L’humour de combat de Mel Brooks

Réalisateur, acteur, scénariste, producteur et compositeur… N’en jetez plus ! Mel Brooks a par ses films à l’humour dévastateur donner à voir une forme exemplaire d’un humour dévastateur.

Diffusion : Le Grand Frisson, sur Arte, lundi 12 avril, 22h40

Redécouvrir Le Grand Frisson, c’est replonger dans l’humour déjanté d’un Mel Brooks, ce juif de Brooklyn qui, par le rire, a pris sa revanche sur une certaine bonne société américaine. Dans ce film, sorti en 1978, et dans lequel le cinéaste s’était investi à fond, il portait un regard iconoclaste sur l’univers hitchcockien. Le sujet ? Le Docteur Richard Thorndyke est désigné pour venir diriger un asile dont le directeur a mystérieusement disparu. Très rapidement, il s’aperçoit que le personnel de l’établissement n’est pas des plus chaleureux…

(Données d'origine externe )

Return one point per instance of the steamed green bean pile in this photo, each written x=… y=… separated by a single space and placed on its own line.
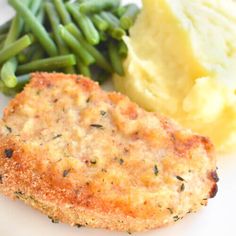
x=83 y=37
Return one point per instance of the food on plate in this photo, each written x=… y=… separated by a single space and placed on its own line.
x=88 y=157
x=82 y=37
x=182 y=62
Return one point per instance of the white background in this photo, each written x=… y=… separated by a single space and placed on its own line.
x=218 y=218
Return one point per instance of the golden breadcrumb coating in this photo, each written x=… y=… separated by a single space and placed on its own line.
x=87 y=157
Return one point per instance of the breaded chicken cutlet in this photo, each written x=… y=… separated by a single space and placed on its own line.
x=93 y=158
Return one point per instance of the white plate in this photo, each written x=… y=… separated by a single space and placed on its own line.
x=218 y=218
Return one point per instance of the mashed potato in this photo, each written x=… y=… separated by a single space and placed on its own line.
x=182 y=62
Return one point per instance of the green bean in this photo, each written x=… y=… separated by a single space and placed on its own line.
x=41 y=15
x=4 y=28
x=15 y=30
x=54 y=21
x=76 y=46
x=61 y=9
x=86 y=25
x=122 y=49
x=129 y=17
x=103 y=36
x=101 y=24
x=8 y=73
x=1 y=45
x=93 y=6
x=38 y=29
x=38 y=54
x=100 y=59
x=115 y=58
x=48 y=64
x=34 y=7
x=13 y=49
x=114 y=25
x=83 y=69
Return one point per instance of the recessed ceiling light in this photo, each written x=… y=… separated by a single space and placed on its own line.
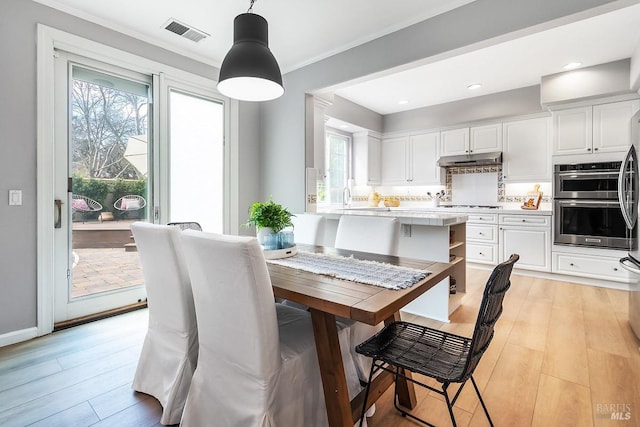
x=572 y=65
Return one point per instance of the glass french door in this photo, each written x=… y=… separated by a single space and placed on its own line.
x=101 y=184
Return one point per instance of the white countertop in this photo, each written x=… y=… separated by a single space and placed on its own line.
x=419 y=214
x=415 y=217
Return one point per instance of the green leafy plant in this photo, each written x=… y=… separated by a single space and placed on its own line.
x=269 y=214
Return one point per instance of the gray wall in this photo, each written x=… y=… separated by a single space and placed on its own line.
x=510 y=103
x=355 y=114
x=18 y=19
x=283 y=126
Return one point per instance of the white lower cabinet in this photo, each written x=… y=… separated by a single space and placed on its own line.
x=482 y=254
x=482 y=238
x=527 y=236
x=596 y=267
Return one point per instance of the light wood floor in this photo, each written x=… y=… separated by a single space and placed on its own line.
x=563 y=354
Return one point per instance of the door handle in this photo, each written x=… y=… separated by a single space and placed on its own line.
x=57 y=217
x=626 y=266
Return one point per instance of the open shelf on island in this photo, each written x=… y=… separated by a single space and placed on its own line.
x=455 y=245
x=455 y=301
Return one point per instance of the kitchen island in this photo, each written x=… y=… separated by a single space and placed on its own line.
x=424 y=235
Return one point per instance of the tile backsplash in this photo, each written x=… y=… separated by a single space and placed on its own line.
x=506 y=193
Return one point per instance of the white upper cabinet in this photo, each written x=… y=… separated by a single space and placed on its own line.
x=423 y=159
x=526 y=156
x=411 y=160
x=593 y=129
x=612 y=125
x=477 y=139
x=366 y=159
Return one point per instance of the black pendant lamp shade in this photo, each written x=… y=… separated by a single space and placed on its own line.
x=249 y=72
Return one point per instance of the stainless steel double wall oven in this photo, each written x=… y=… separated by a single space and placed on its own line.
x=590 y=201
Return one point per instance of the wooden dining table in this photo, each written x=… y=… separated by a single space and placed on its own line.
x=328 y=297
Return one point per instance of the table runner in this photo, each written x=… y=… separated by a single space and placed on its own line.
x=356 y=270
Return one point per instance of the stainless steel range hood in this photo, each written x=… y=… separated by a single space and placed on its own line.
x=479 y=159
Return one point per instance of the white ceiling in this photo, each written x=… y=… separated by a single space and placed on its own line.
x=510 y=65
x=302 y=32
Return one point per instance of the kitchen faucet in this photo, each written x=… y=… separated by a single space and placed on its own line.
x=346 y=197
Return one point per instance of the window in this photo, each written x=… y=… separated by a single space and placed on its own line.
x=338 y=163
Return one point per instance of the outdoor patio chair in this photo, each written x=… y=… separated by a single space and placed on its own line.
x=129 y=203
x=192 y=225
x=445 y=357
x=84 y=205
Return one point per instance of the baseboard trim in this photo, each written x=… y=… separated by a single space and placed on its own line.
x=97 y=316
x=602 y=283
x=18 y=336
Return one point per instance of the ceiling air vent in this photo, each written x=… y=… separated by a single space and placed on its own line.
x=184 y=30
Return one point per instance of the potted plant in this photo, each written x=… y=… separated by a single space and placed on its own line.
x=268 y=218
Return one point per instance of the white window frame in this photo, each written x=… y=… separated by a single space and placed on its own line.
x=49 y=39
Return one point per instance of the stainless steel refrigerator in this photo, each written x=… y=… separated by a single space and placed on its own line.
x=628 y=183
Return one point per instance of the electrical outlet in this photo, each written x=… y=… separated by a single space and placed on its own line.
x=15 y=197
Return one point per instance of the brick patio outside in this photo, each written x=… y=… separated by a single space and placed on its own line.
x=104 y=269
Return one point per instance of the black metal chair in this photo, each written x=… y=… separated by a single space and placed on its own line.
x=186 y=225
x=445 y=357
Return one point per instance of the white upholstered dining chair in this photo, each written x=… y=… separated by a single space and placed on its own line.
x=308 y=229
x=379 y=235
x=170 y=350
x=258 y=368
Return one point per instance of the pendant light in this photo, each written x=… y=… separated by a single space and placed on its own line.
x=250 y=72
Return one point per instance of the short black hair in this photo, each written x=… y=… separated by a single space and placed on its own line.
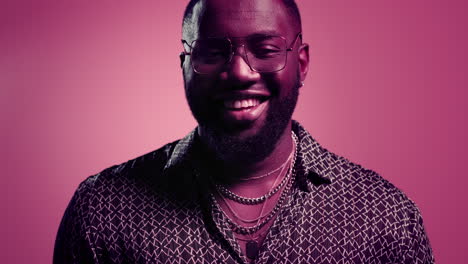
x=289 y=4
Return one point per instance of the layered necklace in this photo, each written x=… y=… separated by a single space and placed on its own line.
x=252 y=245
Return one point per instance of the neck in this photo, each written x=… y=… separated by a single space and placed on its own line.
x=232 y=172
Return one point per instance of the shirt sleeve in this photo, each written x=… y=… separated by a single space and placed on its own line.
x=73 y=243
x=416 y=247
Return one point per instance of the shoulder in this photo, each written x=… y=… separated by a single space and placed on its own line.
x=144 y=168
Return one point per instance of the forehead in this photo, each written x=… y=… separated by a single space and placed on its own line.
x=242 y=18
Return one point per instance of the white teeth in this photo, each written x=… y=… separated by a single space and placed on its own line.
x=239 y=104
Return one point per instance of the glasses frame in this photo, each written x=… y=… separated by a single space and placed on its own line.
x=234 y=48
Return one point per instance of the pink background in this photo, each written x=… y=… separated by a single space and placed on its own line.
x=88 y=84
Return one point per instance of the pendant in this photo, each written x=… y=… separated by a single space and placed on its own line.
x=252 y=249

Pour parodier un tel maître du suspense, il fallait un prince de la parodie. Si tous les gags ne sont pas d’égale valeur, Mel Brooks, grand aficionado du maître, réussit quelques séquences mémorables comme celle de la parodie des Oiseaux. Au départ, Mel Brooks s’est rendu chez le maestro pour lui faire part de son projet. Il raconte : « Je lui ai dit qu’alors que les autres se rendaient au sauna pour se détendre, je regardais, moi, Une femme disparaît. Il a compris que je voulais pas me moquer de lui mais lui rendre hommage. » Un autre clin d’œil direct à sir Alfred : le personnage d’Arthur Brisbane est incarné par Albert Whitlock, qui fut le responsable des effets spéciaux sur plusieurs films d’Alfred Hitchcock. Le maître ne s’y trompa pas : après la première, il a envoyé à Mel Brooks une bouteille d’un très prisé bordeaux, évoquant le « plaisir pris » à visionner cette comédie loufoque.

« Être en vie va de pair avec la comédie » a dit Mel Brooks, qui va aujourd’hui vers ses 95 ans, à l’un de ses biographes. De film en parodie, Mel Brooks s’est affirmé comme un grand représentant de l’humour juif new-yorkais. Dans It’s Good to Be the King, il écrivait : « Mes comédies viennent du sentiment qu’un Juif n’a pas sa place dans la société américaine ordinaire. On réalise vite que, même en étant plus doué et plus malin, on n’est pas accepté. »

Issu de ce génération d’émigrés qui a fui l’Europe de l’Est à la fin du XIXème siècle et au début du suivant, il symbolise cette population qui a dû jouer avec les codes en vigueur pour s’intégrer. Chez lui, l’humour fut donc l’arme de choix. Dans Les Producteurs, il relie l’Inquisition à Hitler, transformé en clown de comédie musicale. Il a dit : « Si l’on peut faire rire de Hitler, on a gagné. »

Dans le Shérif est prison, il s’attaque au genre fondateur du mythe américain dans un récit où le héros est un noir. Cette comédie ne respectant aucun code fait un tabac et est la comédie la plus vue après M*A*S*H, de Robert Altman. Il s’est frotté à tous les clichés du genre dans cette comédie surréaliste où tous les coups lui sont permis de la séquence pétomane d’anthologie autour du feu de camp à des blagues obscènes lui permettant de dénoncer la bien-pensance du mythe américain. Trois ans après cet opus qui a marqué les esprits, Mel Brooks signait ce Grand Frisson qui fait frémir de plaisir.